The world’s environmental crises are an increasing concern in international politics. Deforestation of the Amazon was high on the agenda of this week’s G7 meeting in Biarritz, France. In September, world leaders will gather in New York for a climate action summit. Next year, they are scheduled to get together again for a nature summit before a UN biodiversity conference in Kunming, China, in October.

Paşca Palmer said: “I am grateful that [French president Emmanuel] Macron gave biodiversity a level of attention that we haven’t seen before. I hope this is not an isolated event at a G7, but that it continues as we move forward and that it will inspire a race to the top for political leaders.”

Nature needed to be at the heart of any proposed solution, she said, adding: “We cannot treat this in isolation. We cannot solve climate change without biodiversity.”

For most of the past three decades, the natural world was treated almost as an afterthought by world leaders. If discussed at all, it was with platitudes about the need to save polar bears and tigers. But the collapse of pollinator populations and growing awareness of human dependence on forests and other ecosystems has started to make an impact.

This year, the world’s leading scientists warned that human civilisation was in jeopardy because forest clearance, land-use shifts, pollution and climate change had put a million species at risk of extinction.

Many environmentalists were dismissive of the $20m the G7 offered to support firefighting operations in the Amazon, but there is more optimism about the longer-term reforestation plan that France and Chile have promised to announce at next month’s climate action summit.

The UN official said the G7 fund was valuable but money was not enough. “We need to address the root causes,” she said. “Even if the amount involved in extinguishing fires in rainforests was a billion or 500 million dollars, we won’t see an improvement unless more profound structural changes are taking place. We need a transformation in the way we consume and produce.

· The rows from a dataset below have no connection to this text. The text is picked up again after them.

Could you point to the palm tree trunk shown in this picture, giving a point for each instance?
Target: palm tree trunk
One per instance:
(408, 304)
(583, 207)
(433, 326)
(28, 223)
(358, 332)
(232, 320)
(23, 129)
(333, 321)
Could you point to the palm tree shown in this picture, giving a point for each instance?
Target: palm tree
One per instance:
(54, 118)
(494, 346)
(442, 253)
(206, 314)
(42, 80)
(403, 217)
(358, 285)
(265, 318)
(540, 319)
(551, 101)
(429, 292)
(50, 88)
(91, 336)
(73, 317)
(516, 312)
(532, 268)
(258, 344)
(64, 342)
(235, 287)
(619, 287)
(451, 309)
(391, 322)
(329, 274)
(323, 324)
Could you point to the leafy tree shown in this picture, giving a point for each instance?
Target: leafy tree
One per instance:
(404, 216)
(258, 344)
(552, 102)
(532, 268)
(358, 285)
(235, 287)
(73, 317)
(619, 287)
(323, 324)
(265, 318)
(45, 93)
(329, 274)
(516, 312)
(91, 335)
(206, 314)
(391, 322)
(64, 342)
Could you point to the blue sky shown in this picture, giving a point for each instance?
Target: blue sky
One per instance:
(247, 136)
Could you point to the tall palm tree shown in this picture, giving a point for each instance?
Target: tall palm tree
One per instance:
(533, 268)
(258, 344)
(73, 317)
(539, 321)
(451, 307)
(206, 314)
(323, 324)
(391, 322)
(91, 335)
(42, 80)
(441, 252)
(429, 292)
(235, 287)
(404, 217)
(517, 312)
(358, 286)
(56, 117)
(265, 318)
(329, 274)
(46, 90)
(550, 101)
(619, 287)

“This is not just about biodiversity conservation, it’s about finance and trade and changing the model of development. We need to put biodiversity and natural capital at the centre of the economic paradigm.”

At the climate action summit in September, world leaders will be asked to raise their emissions-cutting ambitions and to explore new approaches to drawing carbon dioxide out of the atmosphere. They will discuss nature-based solutions, which covers how restoration of forests can help to stabilise the climate.

Among those who will address the summit is the Swedish climate activist Greta Thunberg, who arrived in New York this week after sailing across the Atlantic on a zero-carbon racing yacht.

“Even on a boat I heard about the fires in the Amazon, the rainforest. It’s devastating,” she told a press conference on the quayside. “It’s so horrible. It’s hard to imagine. The war against nature must end.”

Earlier in the year, the teenage campaigner urged action against deforestation. “We are literally sawing off the branch we live on,” she wrote.

Several countries have recently organised massive tree-planting campaigns. Last month, Ethiopia claimed a record of 350m seedlings in a day. There have also been significant efforts in China, which has pledged to plant an area the size of Ireland every year, while the Indian state of Punjab has introduced a scheme to link gun licences to tree planting. Scientists say tree planting has an important role to play in climate stabilisation, but protection and restoration of existing forests was essential, particularly in the tropics.

Paşca Palmer stressed the need for an integrated approach, such as the biodiversity programmes drawn up by Costa Rica and Colombia, which she hopes will lead at next year’s global meeting in Kunming to a new global framework for biodiversity. “I hope this will have a snowball effect,” she said. “It’s a growing movement. I feel that now the heads of state are embracing this, we have a good signal.”